With Google hosting the data, the new SRA site powered by DNAnexus – which launched in October 2011 – has required very minimal maintenance on DNAnexus’ part, Ganter adds. This has freed up the company to focus on enhancing the user interface so researchers can more easily search the database, filter results and pinpoint the specific data they are interested in investigating further. DNAnexus provides an instant online genomics data and analysis center where researchers can upload SRA datasets and access a suite of tools for performing additional analyses.

Results

Google Cloud Storage provided DNAnexus with the robust data capacity it needed to build a mirrored version of the NCBI SRA repository and removed the administrative burden of managing these large datasets.

“There’s so much we take for granted with Google Cloud Storage,” Ganter says. “We’re able to have our site up and running 24 hours a day, seven days a week. We don’t have to manage and maintain servers.” Ganter says that the DNAnexus team members spend practically no time managing the system, with the exception of overseeing incremental updates.

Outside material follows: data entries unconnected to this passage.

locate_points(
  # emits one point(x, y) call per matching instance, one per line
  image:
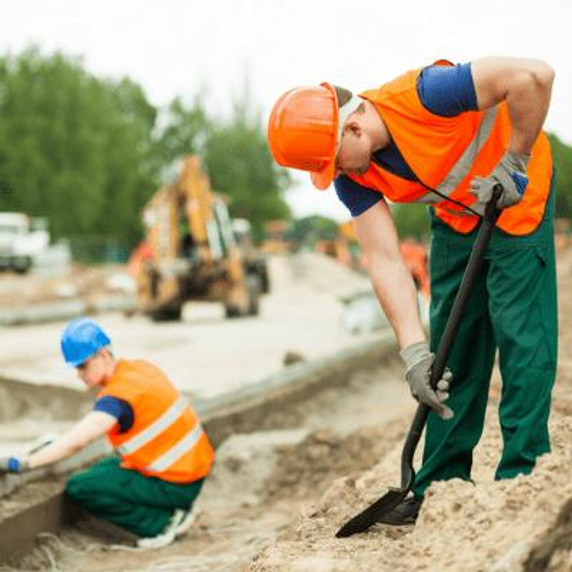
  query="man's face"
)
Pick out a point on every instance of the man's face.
point(354, 153)
point(93, 371)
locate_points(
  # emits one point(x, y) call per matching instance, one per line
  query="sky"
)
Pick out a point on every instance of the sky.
point(182, 47)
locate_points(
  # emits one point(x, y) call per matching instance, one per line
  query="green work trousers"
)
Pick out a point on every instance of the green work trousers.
point(512, 307)
point(143, 505)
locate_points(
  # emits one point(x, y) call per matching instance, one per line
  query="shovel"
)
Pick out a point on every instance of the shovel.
point(384, 505)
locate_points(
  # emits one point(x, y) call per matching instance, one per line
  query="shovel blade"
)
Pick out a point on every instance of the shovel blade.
point(368, 517)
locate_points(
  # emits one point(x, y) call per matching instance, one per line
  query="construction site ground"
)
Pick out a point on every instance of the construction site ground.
point(279, 493)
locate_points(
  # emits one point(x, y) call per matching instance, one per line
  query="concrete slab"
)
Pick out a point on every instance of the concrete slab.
point(206, 355)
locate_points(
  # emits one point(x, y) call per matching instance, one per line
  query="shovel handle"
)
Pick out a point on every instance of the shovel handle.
point(472, 270)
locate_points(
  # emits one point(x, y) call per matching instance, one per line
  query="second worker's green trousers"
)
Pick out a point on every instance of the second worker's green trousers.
point(512, 307)
point(143, 505)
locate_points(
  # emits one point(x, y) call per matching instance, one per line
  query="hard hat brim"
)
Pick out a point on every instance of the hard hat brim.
point(323, 178)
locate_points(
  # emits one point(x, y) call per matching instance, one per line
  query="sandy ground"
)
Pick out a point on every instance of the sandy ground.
point(80, 282)
point(278, 496)
point(207, 355)
point(261, 483)
point(520, 524)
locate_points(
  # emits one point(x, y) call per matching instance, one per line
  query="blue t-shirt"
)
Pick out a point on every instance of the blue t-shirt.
point(117, 408)
point(444, 90)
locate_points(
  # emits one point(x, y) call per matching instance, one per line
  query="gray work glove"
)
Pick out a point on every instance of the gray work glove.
point(418, 362)
point(511, 174)
point(13, 465)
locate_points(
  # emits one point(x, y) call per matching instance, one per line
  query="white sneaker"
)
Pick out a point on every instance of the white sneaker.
point(180, 523)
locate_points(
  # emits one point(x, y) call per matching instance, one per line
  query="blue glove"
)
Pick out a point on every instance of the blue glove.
point(13, 465)
point(511, 174)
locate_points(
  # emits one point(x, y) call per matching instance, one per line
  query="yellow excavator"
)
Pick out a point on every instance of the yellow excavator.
point(190, 252)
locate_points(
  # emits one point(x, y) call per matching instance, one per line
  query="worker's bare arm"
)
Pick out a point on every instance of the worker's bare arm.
point(525, 85)
point(91, 427)
point(392, 281)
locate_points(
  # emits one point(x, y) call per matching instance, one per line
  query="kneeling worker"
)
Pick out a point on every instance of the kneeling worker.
point(164, 453)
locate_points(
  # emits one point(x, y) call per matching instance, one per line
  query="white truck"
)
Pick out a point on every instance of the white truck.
point(22, 240)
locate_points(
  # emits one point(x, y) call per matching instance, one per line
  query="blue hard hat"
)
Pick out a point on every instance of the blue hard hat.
point(82, 338)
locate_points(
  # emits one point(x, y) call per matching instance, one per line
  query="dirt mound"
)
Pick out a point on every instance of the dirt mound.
point(305, 468)
point(488, 525)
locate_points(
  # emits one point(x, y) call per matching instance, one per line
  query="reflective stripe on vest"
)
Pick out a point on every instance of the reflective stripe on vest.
point(464, 164)
point(155, 429)
point(177, 450)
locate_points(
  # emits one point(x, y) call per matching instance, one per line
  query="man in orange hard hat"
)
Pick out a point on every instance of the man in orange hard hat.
point(444, 135)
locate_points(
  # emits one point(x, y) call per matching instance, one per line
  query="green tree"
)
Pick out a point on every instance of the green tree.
point(235, 155)
point(562, 155)
point(75, 148)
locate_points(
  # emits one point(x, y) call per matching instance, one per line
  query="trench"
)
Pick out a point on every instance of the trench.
point(280, 446)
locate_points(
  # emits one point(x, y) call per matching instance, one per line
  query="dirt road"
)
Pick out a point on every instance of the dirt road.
point(278, 496)
point(262, 481)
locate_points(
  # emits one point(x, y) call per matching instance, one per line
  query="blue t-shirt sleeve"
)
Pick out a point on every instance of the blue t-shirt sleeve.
point(355, 197)
point(447, 90)
point(117, 408)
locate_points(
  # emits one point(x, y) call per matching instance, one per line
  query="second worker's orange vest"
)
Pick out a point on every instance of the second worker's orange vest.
point(446, 153)
point(166, 440)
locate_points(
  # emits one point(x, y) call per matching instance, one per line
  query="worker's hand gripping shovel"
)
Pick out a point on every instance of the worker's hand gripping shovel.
point(395, 496)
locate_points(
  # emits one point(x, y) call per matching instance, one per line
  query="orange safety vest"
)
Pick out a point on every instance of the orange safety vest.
point(166, 440)
point(446, 153)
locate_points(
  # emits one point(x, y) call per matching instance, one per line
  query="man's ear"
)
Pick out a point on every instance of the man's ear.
point(353, 127)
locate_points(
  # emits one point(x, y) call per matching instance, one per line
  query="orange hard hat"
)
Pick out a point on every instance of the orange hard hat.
point(303, 131)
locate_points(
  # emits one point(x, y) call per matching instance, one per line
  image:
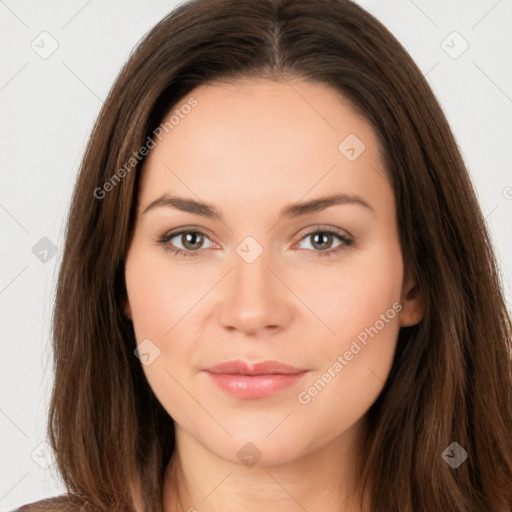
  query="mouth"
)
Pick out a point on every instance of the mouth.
point(254, 380)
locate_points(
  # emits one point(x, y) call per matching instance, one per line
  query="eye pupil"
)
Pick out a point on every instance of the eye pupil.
point(190, 237)
point(323, 237)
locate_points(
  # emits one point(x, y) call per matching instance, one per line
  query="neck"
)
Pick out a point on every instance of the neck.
point(323, 480)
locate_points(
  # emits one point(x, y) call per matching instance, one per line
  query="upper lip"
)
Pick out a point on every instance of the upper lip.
point(239, 367)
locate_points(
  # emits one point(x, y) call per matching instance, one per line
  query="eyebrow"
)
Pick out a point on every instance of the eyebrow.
point(292, 210)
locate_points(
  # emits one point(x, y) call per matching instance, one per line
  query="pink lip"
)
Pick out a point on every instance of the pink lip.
point(254, 380)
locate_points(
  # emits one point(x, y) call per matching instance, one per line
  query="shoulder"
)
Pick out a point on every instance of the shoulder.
point(62, 503)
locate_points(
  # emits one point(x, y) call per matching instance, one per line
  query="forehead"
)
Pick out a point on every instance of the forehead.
point(259, 138)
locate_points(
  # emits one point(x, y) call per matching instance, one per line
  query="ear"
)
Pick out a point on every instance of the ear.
point(127, 309)
point(413, 304)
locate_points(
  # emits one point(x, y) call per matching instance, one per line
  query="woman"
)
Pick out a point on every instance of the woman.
point(277, 287)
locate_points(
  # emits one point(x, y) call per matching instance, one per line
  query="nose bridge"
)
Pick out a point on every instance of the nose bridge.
point(254, 297)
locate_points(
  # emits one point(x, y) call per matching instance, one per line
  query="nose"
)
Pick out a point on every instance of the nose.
point(255, 298)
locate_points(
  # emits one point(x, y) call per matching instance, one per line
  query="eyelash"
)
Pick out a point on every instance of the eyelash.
point(166, 237)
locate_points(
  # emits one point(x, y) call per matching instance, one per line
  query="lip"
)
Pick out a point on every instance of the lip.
point(251, 380)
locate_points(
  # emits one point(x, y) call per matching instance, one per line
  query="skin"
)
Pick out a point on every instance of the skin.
point(250, 149)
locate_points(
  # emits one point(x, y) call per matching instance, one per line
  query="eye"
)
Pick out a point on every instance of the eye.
point(190, 239)
point(322, 239)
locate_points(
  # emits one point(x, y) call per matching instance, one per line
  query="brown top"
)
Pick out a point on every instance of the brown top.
point(62, 503)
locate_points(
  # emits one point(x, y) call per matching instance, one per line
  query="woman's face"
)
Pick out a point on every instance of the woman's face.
point(277, 275)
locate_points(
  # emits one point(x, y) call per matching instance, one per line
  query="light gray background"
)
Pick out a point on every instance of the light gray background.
point(48, 107)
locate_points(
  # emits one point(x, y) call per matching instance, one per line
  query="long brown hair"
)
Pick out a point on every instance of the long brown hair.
point(451, 379)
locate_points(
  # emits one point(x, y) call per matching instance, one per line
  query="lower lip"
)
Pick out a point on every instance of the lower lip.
point(255, 386)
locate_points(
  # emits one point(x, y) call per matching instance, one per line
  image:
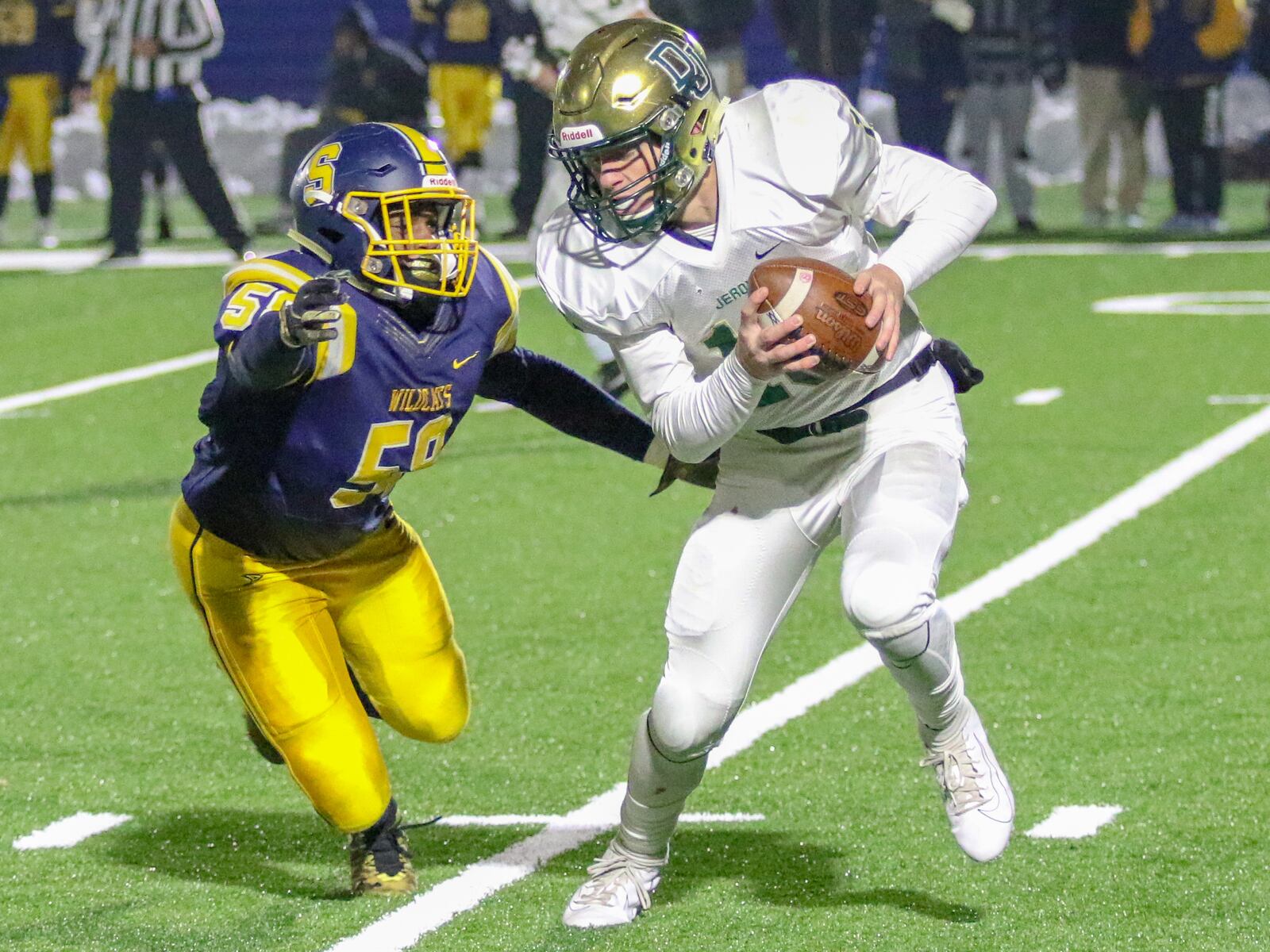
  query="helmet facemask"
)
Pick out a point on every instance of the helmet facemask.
point(632, 83)
point(641, 206)
point(419, 240)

Researchers around the world are now able to search for and access SRA datasets through an intuitive, web-based user-friendly interface. The mirrored website earned immediate praise from the research community for its ease of use; as word about the site spreads, Ganter is confident that Google Cloud Storage can accommodate any spikes in usage.

“If you have big data, you want to work with someone who truly understands the unique challenges of working on the terabyte scale,” she says. “Rather than building your own infrastructure and taking time and resources away from your company, you can use Google’s infrastructure and know that it’s scalable and secure.”